It goes without saying that Tobe Hooper’s THE TEXAS CHAINSAW MASSACRE (1974) is one of the greatest horror films of all-time. In fact, it is one of my favorites and was responsible for a formative memory as my mom forced us to shut off the VHS when we watched it. (Yes, she rented a film with that title, but then somehow got offended by the content.) My sister and I snuck it out later to watch it. Hooper’s sequel THE TEXAS CHAINSAW MASSACRE PART 2 (1986) also provided another memory as a theater manager refused to sell my mom tickets for us to see it. (Yes, apparently mom forgot all about the VHS incident.) I eventually saw that one on video and loved the ever loving hell out of it, with its wit and general insanity only improving over time. So when New Line announced they were doing a third entry in the TCM series, I was revved up. Ah, boo yourself.
Also at the same convention was a young filmmaker pimping another sequel, THE STEPFATHER II (1989). The director was Jeff Burr and by June 1989 he would be signing on to find himself in the director’s chair for the Sawyer clan’s third go-round. This was great news for me as I had seen (and loved) Burr’s anthology THE OFFSPRING (1987). I figured if he could make a great movie with minimal funds that given millions he would make a fantastic movie. Ah, so naïve of studio/film world politics in my youth. (Sadly, Burr also saw his STEPFATHER sequel get into the hands of the Weinsteins, who proceeded to mangle it.) Thankfully, after Burr was signed, New Line gave him plenty of time to develop the LEATHERFACE project. Haha, just kidding, he was literally given a few weeks. As evidenced by their super-rushed production of A NIGHTMARE ON ELM STREET 5, New Line had adopted a “release date first, filming very fast later” policy and had already penciled in the third CHAINSAW film for a fall release date. Filming took place in July 1989 and by most accounts it was a stressful shoot. I’d highly recommend Schow’s articles on the film (and un-making of his script) in Fangoria issues 88 & 89.
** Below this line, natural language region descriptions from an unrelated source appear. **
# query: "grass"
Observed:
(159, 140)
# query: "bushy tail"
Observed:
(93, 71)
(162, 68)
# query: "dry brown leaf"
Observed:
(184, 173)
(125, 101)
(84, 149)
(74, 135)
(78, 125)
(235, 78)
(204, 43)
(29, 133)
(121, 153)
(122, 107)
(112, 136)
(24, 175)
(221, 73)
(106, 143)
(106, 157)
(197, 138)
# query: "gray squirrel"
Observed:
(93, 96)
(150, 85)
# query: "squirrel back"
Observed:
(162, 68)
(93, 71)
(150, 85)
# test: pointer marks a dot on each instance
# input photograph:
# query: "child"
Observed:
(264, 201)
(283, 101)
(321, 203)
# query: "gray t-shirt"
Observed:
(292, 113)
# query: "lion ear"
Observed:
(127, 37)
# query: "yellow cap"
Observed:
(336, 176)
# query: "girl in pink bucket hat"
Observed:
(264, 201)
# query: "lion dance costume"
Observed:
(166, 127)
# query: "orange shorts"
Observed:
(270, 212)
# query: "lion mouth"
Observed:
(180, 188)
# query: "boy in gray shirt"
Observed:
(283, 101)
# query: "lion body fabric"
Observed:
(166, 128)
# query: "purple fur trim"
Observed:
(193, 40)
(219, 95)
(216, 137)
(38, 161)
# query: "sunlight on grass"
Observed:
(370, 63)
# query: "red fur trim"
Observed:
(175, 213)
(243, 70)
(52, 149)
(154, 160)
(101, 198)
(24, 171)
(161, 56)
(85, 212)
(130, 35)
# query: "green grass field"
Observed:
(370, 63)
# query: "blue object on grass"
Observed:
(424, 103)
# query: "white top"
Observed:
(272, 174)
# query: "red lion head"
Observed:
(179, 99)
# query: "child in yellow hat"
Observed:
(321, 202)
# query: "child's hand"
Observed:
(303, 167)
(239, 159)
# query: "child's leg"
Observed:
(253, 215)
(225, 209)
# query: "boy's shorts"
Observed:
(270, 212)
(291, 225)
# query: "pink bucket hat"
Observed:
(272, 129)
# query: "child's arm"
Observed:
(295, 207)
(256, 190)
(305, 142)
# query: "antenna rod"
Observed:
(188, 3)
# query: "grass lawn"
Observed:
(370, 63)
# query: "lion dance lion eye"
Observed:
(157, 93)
While the film didn’t perform up to expectations, some good did come from it. It gave genre icon Ken Foree another theatrical feature and it helped launch the career of Viggo Mortensen. Perhaps the best thing from it though was an amazing teaser trailer attached to ELM STREET 5. One has to think this came about as a response to Paramount’s JASON TAKES MANHATTAN trailer (hell, both of them unfold in nearly the exact same manner), this clever trailer shocked me when I first saw it due to the surprise factor alone. Remember, kids, this was the ‘80s before every frame of a trailer was spread worldwide on the computer. Dammit, where did I put my Geritol?